When I first saw this, I was confused. If more and more teams are shifting, aren’t they saving more hits? And if they’re not saving more hits, then why are more and more teams shifting?

I asked John Dewan, co-author of The Fielding Bible and the leading documentarian (and promoter) of infield shifting. His response:

Rob, it’s because the number of batted balls on a shift is still a small percentage of all batted balls in play.
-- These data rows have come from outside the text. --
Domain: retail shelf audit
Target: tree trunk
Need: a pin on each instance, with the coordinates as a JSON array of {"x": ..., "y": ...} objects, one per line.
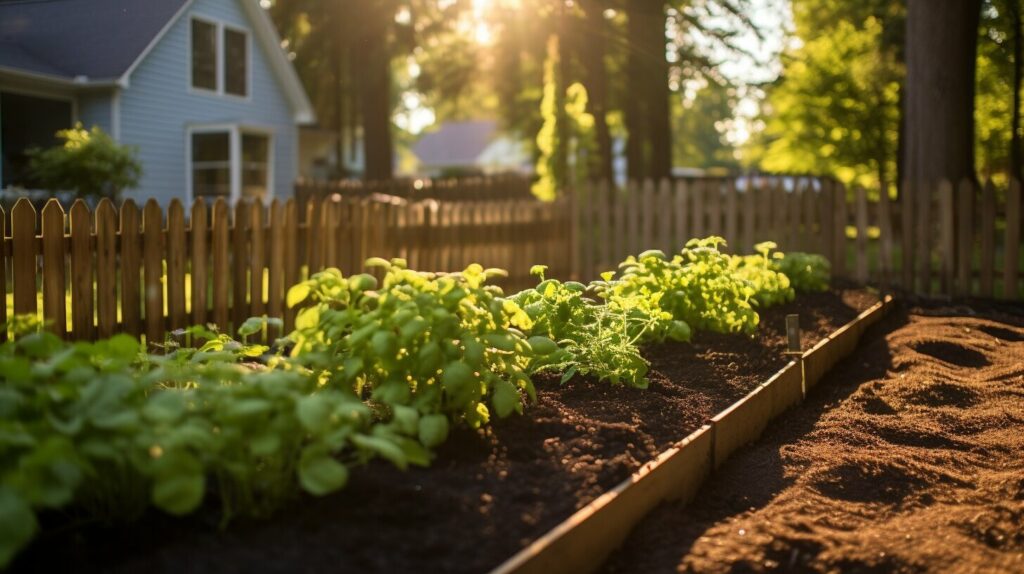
[
  {"x": 941, "y": 45},
  {"x": 596, "y": 80},
  {"x": 376, "y": 92},
  {"x": 636, "y": 108},
  {"x": 1015, "y": 138},
  {"x": 648, "y": 123}
]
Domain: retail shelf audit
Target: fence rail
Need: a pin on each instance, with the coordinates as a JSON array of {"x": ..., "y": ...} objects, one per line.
[{"x": 148, "y": 271}]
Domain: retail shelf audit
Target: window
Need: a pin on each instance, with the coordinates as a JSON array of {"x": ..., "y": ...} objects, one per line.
[
  {"x": 255, "y": 166},
  {"x": 219, "y": 58},
  {"x": 236, "y": 62},
  {"x": 231, "y": 162},
  {"x": 204, "y": 55},
  {"x": 211, "y": 165}
]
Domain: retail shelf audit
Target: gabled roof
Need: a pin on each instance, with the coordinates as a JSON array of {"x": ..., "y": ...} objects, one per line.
[
  {"x": 456, "y": 143},
  {"x": 93, "y": 39},
  {"x": 101, "y": 42}
]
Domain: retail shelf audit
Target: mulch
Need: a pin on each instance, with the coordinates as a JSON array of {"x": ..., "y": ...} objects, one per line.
[
  {"x": 908, "y": 457},
  {"x": 488, "y": 492}
]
There have been about 40,000 grounders and short liners in MLB this year. The batting average on all grounders and short liners in baseball is .262. On shifted plays it’s .230, non-shifted plays .265. The shift is put on a little more than 10% of the time. The shift lowers the batting average on grounders and short liners by about 30 points (actually l35 points so far this year, 29 last year). So that’s 3 points, and that’s the drop in overall batting average from non-shifted plays to all plays, .265 to .262.

Now you factor in ALL balls in play and that 3 points gets lost further. So, the shift drops BABIP 1 or 2 points, and that gets lost in the noise between the year-to-year BABIPs.

Does that make sense?

It makes sense to me, but I’m not a math wiz. Does it make sense to you, out there in Internetland?

The alternate explanation, of course, is that shifting doesn’t really do anything at all. But I haven’t seen any evidence at all for that.

Getting back to the subject at hand, it’s fine to think about an illegal-defense rule, but it’s probably foolish to think it would actually have a significant impact on scoring. The only way to significantly boost scoring is to address the Strikeout Scourge, and the related drops in both walks and home runs.

It’s good that we’re finally thinking about the problem. Now we have to focus on the actual causes, instead of a bunch of managers fooling around with their infielders to save a few measly runs here and there.